Speculative short positions, or bets prices will fall, outnumbered long positions by 66,432 contracts on the Chicago Board of Trade, the most since the week ending July 6, 2012. Net-short positions rose by 46,336 contracts, or 231 percent, from a week earlier, the Washington-based commission said in its Commitments of Traders report.
The Thomson Reuters/University of Michigan index of consumer sentiment dropped from a six-year high amid rising interest rates. The index this month fell to 80 from 85.1 in July. The forecast was for little change at 85.2, according to the median projection of 68 economists in a Bloomberg News survey.
“The numbers are a little bit on the weak side, but not enough to change the mentality of the market right now,” said Jason Rogan, director of U.S. government trading at Guggenheim Partners LLC, a New York-based brokerage for institutional investors. “For right now the market has made up its mind in going to higher yields.”
The difference between yields on five- and 10-year notes increased to 1.25 percentage points, close to the widest since August 2011. The gap reached 1.27 percentage points on Aug. 6.
“A lot of people expect the Fed to taper in September; it’s probably the right thing for the Fed to do,” said Drew Matus, deputy U.S. chief economist at UBS Securities, one of 21 primary dealers that trade with the central bank. “In the long run, the Fed acknowledging the economy is strong enough to survive without continued rounds of easing should be considered net positive as we move ahead.”

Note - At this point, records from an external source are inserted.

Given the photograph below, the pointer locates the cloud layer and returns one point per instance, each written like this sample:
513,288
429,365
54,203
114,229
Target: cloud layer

Sixty-five percent of economists in a Bloomberg survey conducted Aug. 9-13 said the Fed will trim its $85 billion of monthly bond purchases at the next scheduled meeting Sept. 17-18. In a survey last month, half of respondents predicted a September reduction.
Investors see a 50 percent chance policy makers will raise the so-called federal funds rate to 0.5 percent or more by January 2015, data compiled by Bloomberg show.
The Fed has kept its target for overnight lending between banks in a range of zero to 0.25 percent since 2008.
The U.S. is scheduled to sell $16 billion in five-year Treasury inflation protected securities on Aug. 22. The last sale of the securities in April was for $18 billion.
Fed policy makers have warned of the risks of prolonged inflation below their 2 percent target even amid unprecedented stimulus. The cost of living in the U.S. rose in July for a third month, supporting the Fed’s forecast that inflation will move closer to its target, based on Labor Department data yesterday.
Consumer prices increased 2 percent in the 12 months ended in July after a 1.8 percent year-over-year gain the prior month.
Housing starts climbed 5.9 percent to an 896,000 annualized rate from a revised 846,000 pace in June that was higher than previously reported, figures from the Commerce Department showed. The median estimate of 82 economists surveyed by Bloomberg was for a 900,000 rate. Multifamily construction surged 26 percent, while work began on 2.2 percent fewer single-family homes.